Last week, the U.S. demand for gasoline dropped from 8.73 million b/d to 8.49 million b/d. Demand at this time last year was 8.89 million b/d, thus this is less than that. The U.S. Energy Information Administration reports that total domestic gasoline stockpiles decreased by 1.8 million barrels to 213 million barrels (EIA). Despite a decline in gasoline demand, pump prices have reduced less due to shifting oil prices. The national average will probably change when pump prices rise if oil prices climb.
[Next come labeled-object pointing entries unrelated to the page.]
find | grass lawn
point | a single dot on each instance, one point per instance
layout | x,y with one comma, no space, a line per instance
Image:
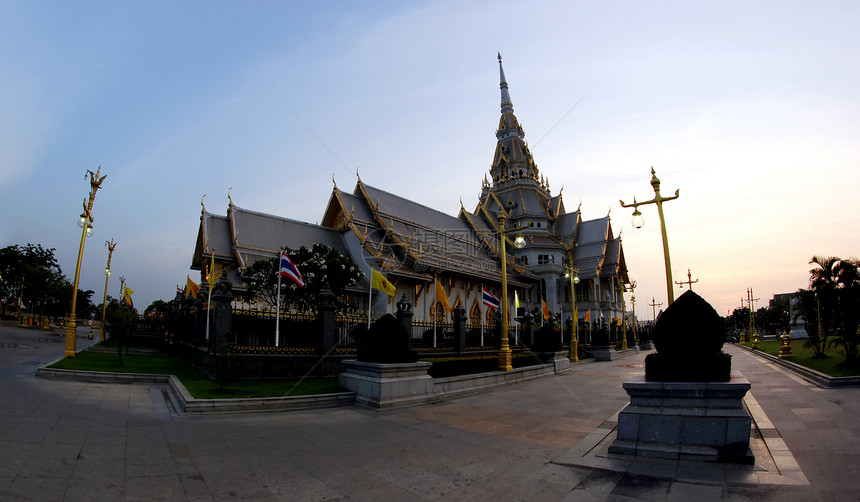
832,365
197,383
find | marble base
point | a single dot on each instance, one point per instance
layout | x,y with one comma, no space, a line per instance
686,420
602,352
387,386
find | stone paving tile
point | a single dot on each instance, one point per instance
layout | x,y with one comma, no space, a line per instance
681,491
522,442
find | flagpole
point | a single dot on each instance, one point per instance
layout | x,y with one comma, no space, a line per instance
278,302
435,307
369,297
209,296
482,314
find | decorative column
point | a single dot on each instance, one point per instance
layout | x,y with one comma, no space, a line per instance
404,315
460,329
222,298
326,319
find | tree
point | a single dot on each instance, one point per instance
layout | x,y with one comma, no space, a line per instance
834,298
158,308
32,274
120,320
847,318
321,266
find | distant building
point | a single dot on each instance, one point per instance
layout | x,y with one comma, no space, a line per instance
413,244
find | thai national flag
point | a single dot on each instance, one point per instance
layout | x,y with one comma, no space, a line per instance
490,300
289,269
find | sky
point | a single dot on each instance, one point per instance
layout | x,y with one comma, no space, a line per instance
750,108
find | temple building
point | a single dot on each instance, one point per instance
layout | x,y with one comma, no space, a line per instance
415,246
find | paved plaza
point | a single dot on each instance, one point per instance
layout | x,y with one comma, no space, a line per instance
540,440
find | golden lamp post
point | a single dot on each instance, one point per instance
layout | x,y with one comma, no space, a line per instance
638,221
573,274
519,242
754,336
86,224
111,245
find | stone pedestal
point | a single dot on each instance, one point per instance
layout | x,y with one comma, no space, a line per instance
686,420
388,385
559,360
602,352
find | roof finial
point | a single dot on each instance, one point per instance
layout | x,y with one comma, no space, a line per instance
507,105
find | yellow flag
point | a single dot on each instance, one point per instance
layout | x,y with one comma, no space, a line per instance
126,295
191,288
441,296
378,281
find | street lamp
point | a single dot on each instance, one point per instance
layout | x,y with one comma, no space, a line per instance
86,224
638,221
573,274
519,243
111,245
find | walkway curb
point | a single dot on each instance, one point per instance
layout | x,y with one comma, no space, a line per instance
818,378
183,402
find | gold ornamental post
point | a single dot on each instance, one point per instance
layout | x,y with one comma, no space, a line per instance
111,245
654,306
573,273
689,282
633,301
624,315
86,224
638,222
519,242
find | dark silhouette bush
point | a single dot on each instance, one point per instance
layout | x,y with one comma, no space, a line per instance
387,341
689,338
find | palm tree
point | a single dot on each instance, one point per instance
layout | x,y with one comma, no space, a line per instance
847,278
823,283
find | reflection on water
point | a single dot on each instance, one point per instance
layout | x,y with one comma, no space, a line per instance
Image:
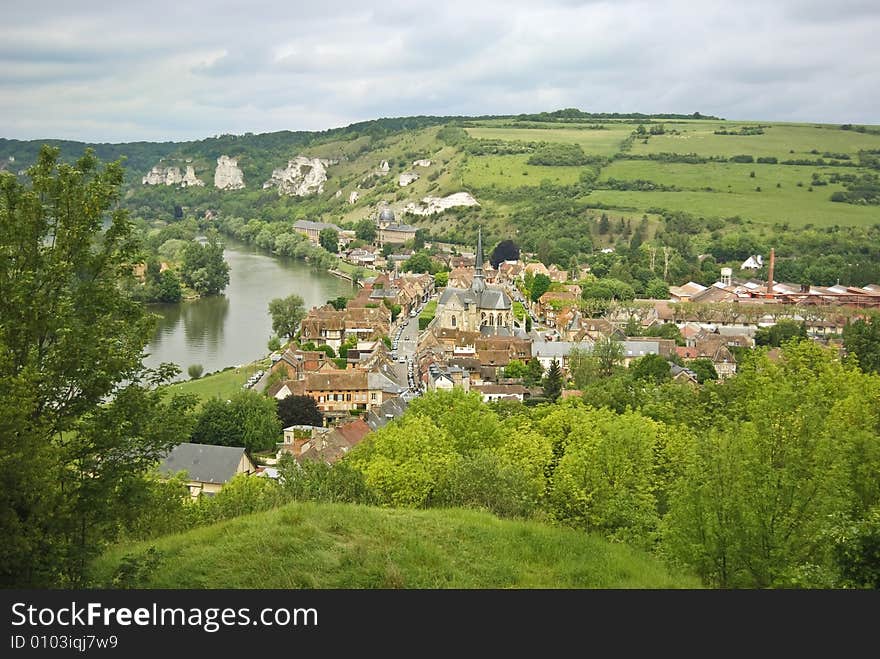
234,328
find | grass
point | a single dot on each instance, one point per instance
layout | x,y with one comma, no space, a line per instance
778,140
307,545
219,385
597,142
512,172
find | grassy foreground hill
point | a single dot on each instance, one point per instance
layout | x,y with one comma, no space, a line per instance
308,545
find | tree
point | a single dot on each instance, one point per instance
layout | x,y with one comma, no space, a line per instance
862,339
608,353
515,369
248,419
365,230
657,289
287,313
329,239
704,368
506,250
299,411
540,285
81,421
204,269
169,287
553,382
783,331
418,262
651,368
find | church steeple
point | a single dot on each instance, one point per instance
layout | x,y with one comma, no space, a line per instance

Oregon's Gas Prices Have Fallen For 14 Consecutive Weeks
Oregon’s Gas Prices Have Fallen For 14 Consecutive Weeks

Quick stats

Oregon is among the 37 states and the District of Columbia whose prices are lower now than they were a week ago, and nine states have experienced double-digit drops. The biggest weekly decrease was seen in Rhode Island (-14 cents). Nevada has the smallest (-2/10ths of a cent). Iowa has the biggest weekly increase (+14 cents). Wisconsin had the smallest weekly rise (up 2/10ths of a penny).

For the second consecutive week, California ($5.46) has the most expensive gas in the nation. The only two states with an average at or above $5 per gallon are still California and Hawaii ($5.27), which is unchanged from a week ago. 42 states and the District of Columbia have averages in the $3 range this week, while eight states, including Oregon, have averages at or over $4.
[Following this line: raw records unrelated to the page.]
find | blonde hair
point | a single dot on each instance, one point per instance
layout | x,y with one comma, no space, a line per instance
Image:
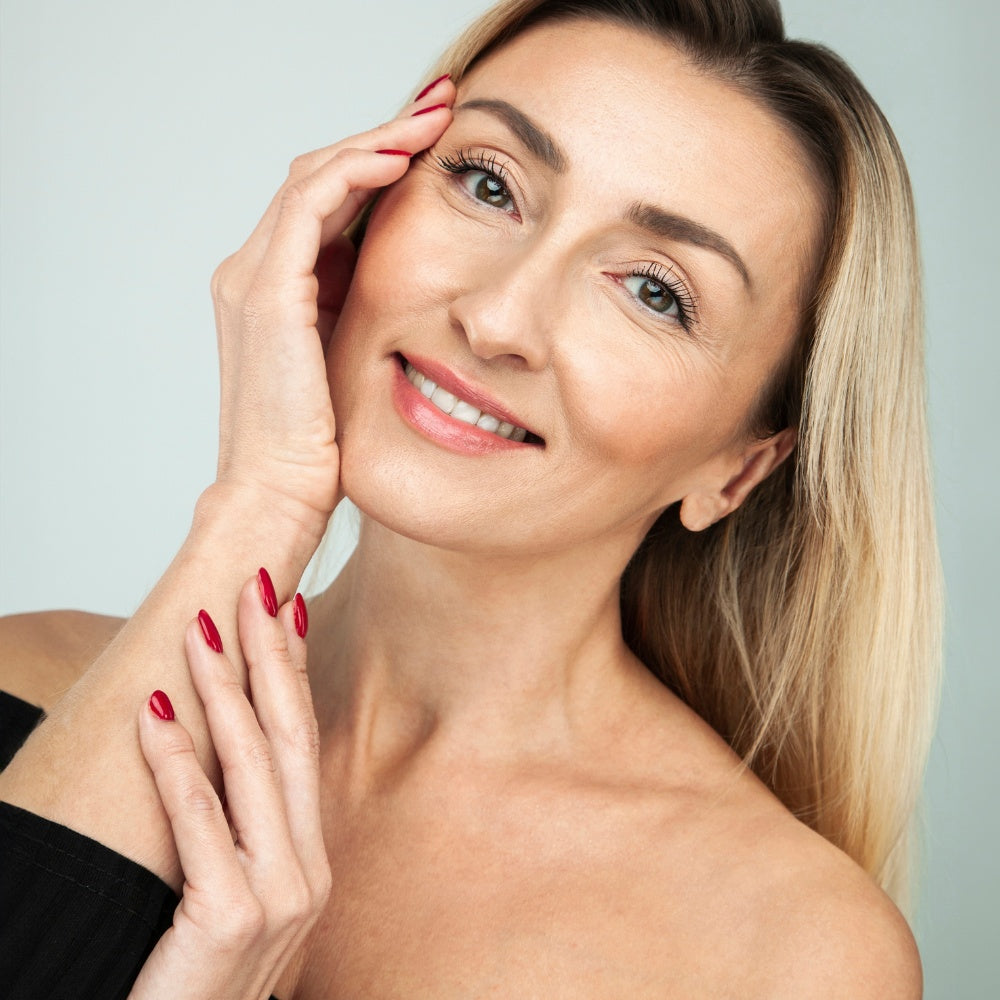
805,627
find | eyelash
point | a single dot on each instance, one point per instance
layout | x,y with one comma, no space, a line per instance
665,277
464,161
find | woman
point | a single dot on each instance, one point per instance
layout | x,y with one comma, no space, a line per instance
670,277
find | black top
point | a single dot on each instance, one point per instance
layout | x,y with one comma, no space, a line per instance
77,920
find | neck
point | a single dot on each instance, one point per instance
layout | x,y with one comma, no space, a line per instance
502,654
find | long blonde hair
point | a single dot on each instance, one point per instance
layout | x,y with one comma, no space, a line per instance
805,627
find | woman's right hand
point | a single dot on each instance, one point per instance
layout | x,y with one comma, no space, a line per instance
277,300
256,874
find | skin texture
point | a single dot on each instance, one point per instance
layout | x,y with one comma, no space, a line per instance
511,804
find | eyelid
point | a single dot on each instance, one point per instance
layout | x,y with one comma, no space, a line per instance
677,286
469,159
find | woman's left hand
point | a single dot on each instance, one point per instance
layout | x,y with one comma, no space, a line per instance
253,883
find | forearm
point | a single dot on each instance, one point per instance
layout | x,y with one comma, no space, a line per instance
83,767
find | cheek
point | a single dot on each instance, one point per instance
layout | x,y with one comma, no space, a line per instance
641,402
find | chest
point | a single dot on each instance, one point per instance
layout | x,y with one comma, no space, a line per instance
498,901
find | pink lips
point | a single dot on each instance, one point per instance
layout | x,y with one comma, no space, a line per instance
453,434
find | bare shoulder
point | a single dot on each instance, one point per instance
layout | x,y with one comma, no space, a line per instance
44,653
843,936
766,899
825,929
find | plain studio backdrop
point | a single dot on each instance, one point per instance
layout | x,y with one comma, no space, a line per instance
141,143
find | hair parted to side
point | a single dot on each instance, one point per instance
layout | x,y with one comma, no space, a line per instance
805,627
Mississippi and Louisiana have the nation’s lowest gas prices ($3.10 and $3.14 respectively). No state’s average is lower than $2 per gallon for the 89th week in a row.

49 states and the District of Columbia, including Oregon, have lower costs right now than they had one month ago. The national average is 23 cents lower than one month ago, and the average in Oregon is 18 cents lower.

The 13th-smallest monthly decline nationwide is in Oregon. The state with the biggest monthly decline in Connecticut (-60 cents). The only state to experience growth month over month is California (+12 cents). Only in Nevada is the pricing the same as it was one month ago.

Prices are up from a year ago in all 50 states plus the District of Columbia. The national average has increased by 48 cents, and the average in Oregon has increased by 89 cents from last year. This is the country’s fifth-largest annual rise. Hawaii has the largest annual rise ($1.21). The smallest rise from the previous year is in Colorado (+13 cents).

Pacific Coast

With all seven states ranking in the top 10, the West Coast region continues to have the highest pump prices nationwide. This is common for the West Coast, where supplies are frequently scarce and the use of gasoline is roughly equal to production.

Additionally, transportation expenses are greater in this area because it is relatively remote from the nation’s oil drilling, production, and refining centers. Additionally, the cost of production, storage, and distribution is increased by environmental policies in this region.